David Crosoer, Chief Investment Officer at PPS Investments
The South African (SA) economy and equity market both benefited in 2021 from the reopening of the global economy, improving commodity prices and negative real interest rates. According to the South African Reserve Bank (SARB), the SA economy should grow by 5.1% in 2021, while the equity market delivers close to 20% returns by mid-November 2021.
Despite these improved metrics, the SA economy, after having contracted by -6.4% in 2020, is not expected to regain its pre-COVID-19 growth trend any time soon, with sub-par growth of less than 2% p.a. expected in 2023 and 2024. And the SA equity market, despite improved short-term returns, has still underperformed international equity markets for more than a decade.
While short-term interest rates in SA remain at levels not seen since the 1960s, consumer inflation is now 2% higher than it was at the start of 2021, and the SARB raised rates by 0.25% at its Monetary Policy Committee (MPC) meeting held in November. In addition, compared to pre-COVID-19 levels, longer-dated SA bonds still trade at yields around 1% higher than before the crisis.
South Africa is not the only economy grappling with higher inflation, and the big unanswered question is whether other central banks will need to respond assertively with positive real short-term interest rates.

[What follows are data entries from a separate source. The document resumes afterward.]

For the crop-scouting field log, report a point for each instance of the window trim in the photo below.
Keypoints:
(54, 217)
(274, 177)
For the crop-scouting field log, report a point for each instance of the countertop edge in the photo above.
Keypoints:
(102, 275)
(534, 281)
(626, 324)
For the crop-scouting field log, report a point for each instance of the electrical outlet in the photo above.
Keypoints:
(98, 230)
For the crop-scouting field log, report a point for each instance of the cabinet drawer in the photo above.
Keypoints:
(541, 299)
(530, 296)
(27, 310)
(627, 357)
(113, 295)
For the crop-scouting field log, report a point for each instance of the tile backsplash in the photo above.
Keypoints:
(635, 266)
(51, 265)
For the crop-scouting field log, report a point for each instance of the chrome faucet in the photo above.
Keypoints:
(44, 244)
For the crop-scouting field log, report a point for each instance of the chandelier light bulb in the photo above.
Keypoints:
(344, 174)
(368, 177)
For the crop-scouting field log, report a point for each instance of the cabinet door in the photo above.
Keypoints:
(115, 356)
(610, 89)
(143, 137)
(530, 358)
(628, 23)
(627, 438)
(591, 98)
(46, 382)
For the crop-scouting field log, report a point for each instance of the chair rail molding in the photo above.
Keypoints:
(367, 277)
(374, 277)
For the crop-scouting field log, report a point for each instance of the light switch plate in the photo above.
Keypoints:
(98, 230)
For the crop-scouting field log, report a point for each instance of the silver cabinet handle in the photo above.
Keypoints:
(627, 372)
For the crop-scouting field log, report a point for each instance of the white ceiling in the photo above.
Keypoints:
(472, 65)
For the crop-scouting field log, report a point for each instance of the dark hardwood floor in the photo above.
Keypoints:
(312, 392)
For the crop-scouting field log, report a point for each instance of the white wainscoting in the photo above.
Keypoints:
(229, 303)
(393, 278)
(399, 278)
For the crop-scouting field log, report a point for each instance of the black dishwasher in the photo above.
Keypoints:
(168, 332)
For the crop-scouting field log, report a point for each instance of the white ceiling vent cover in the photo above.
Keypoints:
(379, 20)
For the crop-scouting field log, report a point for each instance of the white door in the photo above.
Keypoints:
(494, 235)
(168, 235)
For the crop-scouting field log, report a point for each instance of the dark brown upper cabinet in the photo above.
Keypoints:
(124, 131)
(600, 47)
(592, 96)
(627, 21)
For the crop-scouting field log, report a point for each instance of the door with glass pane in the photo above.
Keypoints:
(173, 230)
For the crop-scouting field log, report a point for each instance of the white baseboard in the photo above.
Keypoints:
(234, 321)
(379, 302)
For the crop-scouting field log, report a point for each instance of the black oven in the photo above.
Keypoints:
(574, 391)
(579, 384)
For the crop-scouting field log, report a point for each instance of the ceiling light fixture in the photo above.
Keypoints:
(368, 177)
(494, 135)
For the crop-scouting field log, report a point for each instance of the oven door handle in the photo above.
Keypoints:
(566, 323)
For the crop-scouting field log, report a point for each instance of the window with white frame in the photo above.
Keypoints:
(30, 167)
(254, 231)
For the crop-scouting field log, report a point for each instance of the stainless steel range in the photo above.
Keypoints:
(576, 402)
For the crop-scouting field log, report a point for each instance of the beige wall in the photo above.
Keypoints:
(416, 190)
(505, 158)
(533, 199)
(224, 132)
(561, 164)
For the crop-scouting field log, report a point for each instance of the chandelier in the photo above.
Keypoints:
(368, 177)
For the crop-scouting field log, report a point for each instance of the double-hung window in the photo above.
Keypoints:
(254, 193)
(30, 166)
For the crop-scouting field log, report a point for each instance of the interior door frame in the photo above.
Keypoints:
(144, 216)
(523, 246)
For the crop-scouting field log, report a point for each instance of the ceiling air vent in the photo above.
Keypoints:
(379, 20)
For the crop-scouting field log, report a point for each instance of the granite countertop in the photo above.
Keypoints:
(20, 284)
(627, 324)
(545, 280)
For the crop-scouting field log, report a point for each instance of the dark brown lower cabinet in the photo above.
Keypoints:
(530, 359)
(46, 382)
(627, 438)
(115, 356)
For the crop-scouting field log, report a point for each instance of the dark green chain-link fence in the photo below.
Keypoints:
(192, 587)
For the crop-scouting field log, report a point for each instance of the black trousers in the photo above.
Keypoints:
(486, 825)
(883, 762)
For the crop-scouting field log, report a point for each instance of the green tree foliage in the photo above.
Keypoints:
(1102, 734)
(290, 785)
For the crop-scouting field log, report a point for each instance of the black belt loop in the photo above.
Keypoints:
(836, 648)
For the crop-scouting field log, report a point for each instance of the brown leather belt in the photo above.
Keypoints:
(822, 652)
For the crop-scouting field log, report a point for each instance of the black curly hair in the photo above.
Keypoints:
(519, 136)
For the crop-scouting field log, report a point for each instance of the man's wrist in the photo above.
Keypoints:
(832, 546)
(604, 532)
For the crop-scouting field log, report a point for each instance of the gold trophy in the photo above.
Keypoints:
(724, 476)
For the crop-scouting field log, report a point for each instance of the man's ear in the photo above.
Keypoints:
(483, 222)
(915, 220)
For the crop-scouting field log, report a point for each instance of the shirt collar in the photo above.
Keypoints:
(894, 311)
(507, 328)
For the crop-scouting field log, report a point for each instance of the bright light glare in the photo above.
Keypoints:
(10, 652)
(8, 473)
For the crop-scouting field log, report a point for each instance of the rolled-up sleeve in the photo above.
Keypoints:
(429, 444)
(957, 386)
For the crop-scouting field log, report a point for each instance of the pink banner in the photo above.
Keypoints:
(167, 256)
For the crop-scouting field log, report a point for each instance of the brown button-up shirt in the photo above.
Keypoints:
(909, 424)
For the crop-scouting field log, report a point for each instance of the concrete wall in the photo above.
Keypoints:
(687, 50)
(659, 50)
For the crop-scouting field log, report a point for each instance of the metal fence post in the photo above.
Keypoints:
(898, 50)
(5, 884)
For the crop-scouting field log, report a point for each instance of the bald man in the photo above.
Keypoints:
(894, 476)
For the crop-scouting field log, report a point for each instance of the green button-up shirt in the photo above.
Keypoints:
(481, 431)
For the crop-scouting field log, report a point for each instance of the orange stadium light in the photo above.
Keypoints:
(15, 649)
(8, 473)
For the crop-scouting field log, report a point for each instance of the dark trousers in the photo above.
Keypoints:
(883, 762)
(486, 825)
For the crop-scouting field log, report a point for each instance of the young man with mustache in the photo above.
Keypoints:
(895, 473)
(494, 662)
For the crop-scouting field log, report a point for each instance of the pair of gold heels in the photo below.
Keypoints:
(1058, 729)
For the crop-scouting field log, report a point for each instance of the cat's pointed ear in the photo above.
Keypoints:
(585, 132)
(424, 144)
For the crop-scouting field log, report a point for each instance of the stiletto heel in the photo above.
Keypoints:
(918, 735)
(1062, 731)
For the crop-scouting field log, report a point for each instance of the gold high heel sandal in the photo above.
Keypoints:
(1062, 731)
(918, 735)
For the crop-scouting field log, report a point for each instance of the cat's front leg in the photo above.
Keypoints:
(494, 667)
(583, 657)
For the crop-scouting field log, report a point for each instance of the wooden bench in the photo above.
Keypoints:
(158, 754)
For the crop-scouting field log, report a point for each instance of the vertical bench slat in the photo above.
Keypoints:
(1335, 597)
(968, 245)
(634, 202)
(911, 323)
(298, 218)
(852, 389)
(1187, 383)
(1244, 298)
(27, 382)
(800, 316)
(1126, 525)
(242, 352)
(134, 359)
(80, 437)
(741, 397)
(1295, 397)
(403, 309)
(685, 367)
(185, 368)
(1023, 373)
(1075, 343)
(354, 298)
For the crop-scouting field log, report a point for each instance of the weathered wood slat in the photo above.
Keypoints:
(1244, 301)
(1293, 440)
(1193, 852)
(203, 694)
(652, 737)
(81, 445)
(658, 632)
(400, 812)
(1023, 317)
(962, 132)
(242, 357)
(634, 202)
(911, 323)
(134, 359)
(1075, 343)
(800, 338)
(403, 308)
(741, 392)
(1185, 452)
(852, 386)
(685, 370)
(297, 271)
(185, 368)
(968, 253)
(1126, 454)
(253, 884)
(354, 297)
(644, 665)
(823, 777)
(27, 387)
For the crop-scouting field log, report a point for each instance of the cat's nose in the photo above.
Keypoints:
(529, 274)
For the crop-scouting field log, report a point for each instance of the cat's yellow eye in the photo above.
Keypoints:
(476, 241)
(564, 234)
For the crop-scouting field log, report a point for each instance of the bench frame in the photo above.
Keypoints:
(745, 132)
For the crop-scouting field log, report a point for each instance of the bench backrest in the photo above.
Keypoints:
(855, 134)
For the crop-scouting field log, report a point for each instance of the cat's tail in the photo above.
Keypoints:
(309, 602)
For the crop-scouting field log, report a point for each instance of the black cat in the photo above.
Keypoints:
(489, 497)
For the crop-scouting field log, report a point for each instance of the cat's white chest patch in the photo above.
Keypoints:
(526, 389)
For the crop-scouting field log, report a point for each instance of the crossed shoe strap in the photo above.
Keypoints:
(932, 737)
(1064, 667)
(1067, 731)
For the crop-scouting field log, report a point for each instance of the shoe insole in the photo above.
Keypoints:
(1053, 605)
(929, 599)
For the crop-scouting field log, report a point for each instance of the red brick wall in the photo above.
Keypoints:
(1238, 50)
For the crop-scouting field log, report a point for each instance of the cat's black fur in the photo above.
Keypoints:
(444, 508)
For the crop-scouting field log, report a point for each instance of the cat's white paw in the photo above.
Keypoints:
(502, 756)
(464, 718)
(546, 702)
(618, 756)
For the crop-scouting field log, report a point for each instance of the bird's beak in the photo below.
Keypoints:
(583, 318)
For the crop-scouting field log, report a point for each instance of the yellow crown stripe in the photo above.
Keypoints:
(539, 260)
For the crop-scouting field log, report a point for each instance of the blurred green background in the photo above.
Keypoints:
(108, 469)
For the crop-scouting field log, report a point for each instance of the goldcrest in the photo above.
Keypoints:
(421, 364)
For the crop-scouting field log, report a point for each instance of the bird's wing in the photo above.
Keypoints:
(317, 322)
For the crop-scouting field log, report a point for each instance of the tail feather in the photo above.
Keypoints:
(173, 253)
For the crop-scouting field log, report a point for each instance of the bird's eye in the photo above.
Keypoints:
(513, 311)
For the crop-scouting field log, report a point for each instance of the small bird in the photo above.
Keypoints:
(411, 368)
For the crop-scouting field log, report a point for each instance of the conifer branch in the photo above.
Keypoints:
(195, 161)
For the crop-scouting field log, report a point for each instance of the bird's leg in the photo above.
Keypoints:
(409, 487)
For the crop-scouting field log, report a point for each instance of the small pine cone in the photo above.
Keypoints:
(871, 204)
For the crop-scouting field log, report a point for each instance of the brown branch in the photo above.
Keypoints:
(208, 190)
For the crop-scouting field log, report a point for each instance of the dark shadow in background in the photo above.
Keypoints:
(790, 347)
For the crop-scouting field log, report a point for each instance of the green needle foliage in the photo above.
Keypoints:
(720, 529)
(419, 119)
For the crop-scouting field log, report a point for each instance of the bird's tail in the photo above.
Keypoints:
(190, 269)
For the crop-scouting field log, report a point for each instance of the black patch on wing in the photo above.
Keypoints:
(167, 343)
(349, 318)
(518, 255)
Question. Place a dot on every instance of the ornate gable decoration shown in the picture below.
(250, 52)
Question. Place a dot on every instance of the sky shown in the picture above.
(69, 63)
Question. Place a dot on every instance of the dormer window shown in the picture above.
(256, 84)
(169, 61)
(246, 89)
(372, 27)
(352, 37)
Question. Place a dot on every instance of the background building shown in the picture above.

Late in 2022, the US Federal Reserve is expected to start increasing short-term interest rates, although expectations could be brought forward should US inflation prove more persistent than expected. Despite this, few commentators are expecting US inflation to remain above 3% in the medium term, and most acknowledge that the neutral rate of interest is probably closer to 2% than the 4% it was in the past.
The forward guidance from the SARB is for a further eleven 0.25% interest rate increases. In other words, unlike most other central banks, the SARB is still targeting a 2% real repo rate in the medium term. It will be interesting to see whether this will still be necessary, especially if developed economies continue to have lower real interest rates in the future.
The other profound structural shift taking place is how to transition to a greener economy. Most economies’ plans are not on track to limit global heating to less than 1.5 degrees above pre-industrial levels, and (according to MSCI) neither are 90% of listed global companies. The ability and willingness of our industry to successfully manage this transition could be the defining feature of the next few years.
South Africa is vulnerable to climate change, and our commodity basket will only indirectly benefit from the transition. Nevertheless, the transition provides an opportunity to reset the economy and reduce dependence on Eskom. While the funding that SA secured from the COP26 is encouraging, as is the greater ambition of our National Development Plan, the government lacks credibility.
Unless SA can implement the necessary structural reforms to raise its long-term growth rate above 1% p.a., it is hard to see that SA will be able to borrow at longer maturities at funding costs less than the nominal growth rate. Given the steepness of the yield curve, the market is not expecting this anytime soon.
We expect the global environment to remain supportive of equities in 2022 (the famous “There is No Alternative” (TINA) paradigm), and while SA has valuations on its side, a lack of decisiveness from the government makes it hard to identify the catalysts that will emphatically put the economy on a higher growth path.
Investors, as always, face an uncertain future, and should consciously try to construct portfolios that are resilient to different outcomes materialising, by focusing on diversification and finding managers best positioned to exploit the opportunities.